At 2 weeks following initial presentation, diffuse and symmetric erythematous to violaceous scaly papules and plaques, coalescing on the chest with islands of sparing.

Figure 4

At 2 weeks following initial presentation, diffuse and symmetric erythematous to violaceous scaly papules and plaques, coalescing on the back with islands of sparing.

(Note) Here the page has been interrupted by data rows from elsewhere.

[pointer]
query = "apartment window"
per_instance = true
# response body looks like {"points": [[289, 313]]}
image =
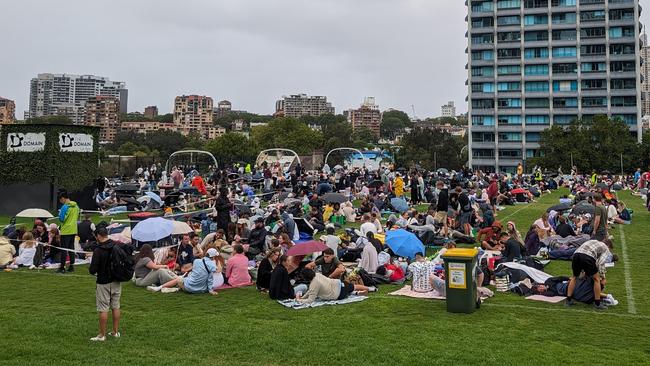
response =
{"points": [[596, 102], [509, 70], [482, 121], [509, 136], [537, 119], [593, 67], [506, 53], [532, 36], [559, 52], [565, 35], [535, 53], [508, 4], [622, 66], [565, 102], [593, 49], [537, 103], [537, 86], [509, 103], [564, 119], [623, 84], [565, 85], [592, 16], [563, 18], [570, 68], [508, 37], [624, 101], [621, 49], [509, 20], [598, 32], [509, 86], [538, 19], [536, 70], [509, 120]]}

Laboratory work demonstrated a creatinine of 2.3, an ALT (alanine transaminase) of 203 (from 323), and an AST (aspartate transferase) of 72 (from 150). The RegiSCAR score was now 5, given that more than 50% of body surface area was involved, suggesting possible DIHS/DRESS. Three punch biopsies demonstrated lichenoid dermatitis, which could have been interpreted as drug-induced dermatitis. However, the histopathological changes associated with DIHS are not well-established, and the patient’s systemic involvement was more suggestive of DIHS [4]. The patient was discharged on prednisone (80 mg/day) and outpatient triamcinolone 0.01% ointment wraps. He experienced an improvement in the rash and pruritus with a gradual taper over six weeks.

Discussion

DIHS is characterized as a delayed hypersensitivity reaction that may occur after exposure to various medications. The latency period is prolonged and typically occurs two to eight weeks after drug exposure. Common clinical features include fever, rash, lymphadenopathy, facial edema, hematologic abnormalities, and internal organ involvement. The liver is the most common internal organ involved, however, other gastrointestinal manifestations such as colitis, esophagitis, and pancreatitis may occur [5,6]. Pulmonary involvement may manifest as an interstitial infiltrate and pleural effusions and is frequently misdiagnosed as pneumonia [7]. Myocarditis is an under-recognized manifestation of DIHS which may progress to acute necrotizing eosinophilic myocarditis [8]. The visceral involvement associated with DIHS may be associated with fatal complications and requires close long-term monitoring. Diagnostic lab abnormalities include atypical lymphocytes, eosinophilia, mild elevation in liver enzymes, and renal abnormalities. The most commonly implicated medications include aromatic anticonvulsants, sulfonamides, minocycline, dapsone, and allopurinol [9]. Although the cause is largely unknown, there is a potential for human herpesvirus 6 (HHV-6), human herpesvirus 6 (HHV-7), cytomegalovirus (CMV), and Epstein-Barr virus (EBV) reactivation [10]. Recent reports have shown it to develop after the use of bortezomib [2]. This chemotherapeutic agent is a proteasome inhibitor that acts through inhibition of the 26S proteasome, thereby preventing the activation of NF-kB. The end result of this inhibition is apoptosis of rapidly dividing atypical cells [11]. Treatment of DIHS includes stopping the causative medication and beginning systemic steroids. Management of these patients can be challenging because relapse of the condition is common if steroids are tapered too rapidly. It is essential for the clinician to counsel patients on this risk and to stress the importance of patient compliance with the long steroid taper to avoid recurrent DIHS. Intravenous immunoglobulins, cyclosporine, tofacitinib, and cyclophosphamide have been utilized as second-line therapies in severe cases of DIHS.

Conclusions

We report a case of drug-induced hypersensitivity syndrome secondary to bortezomib that re-occurred upon steroid taper in a patient with multiple myeloma to highlight a rare cause of the syndrome. We also use this case to emphasize the temporal relationship of DIHS to aid in the search for causality. Clinicians should be aware of the potential for refractory DIHS if steroid therapy is tapered too quickly.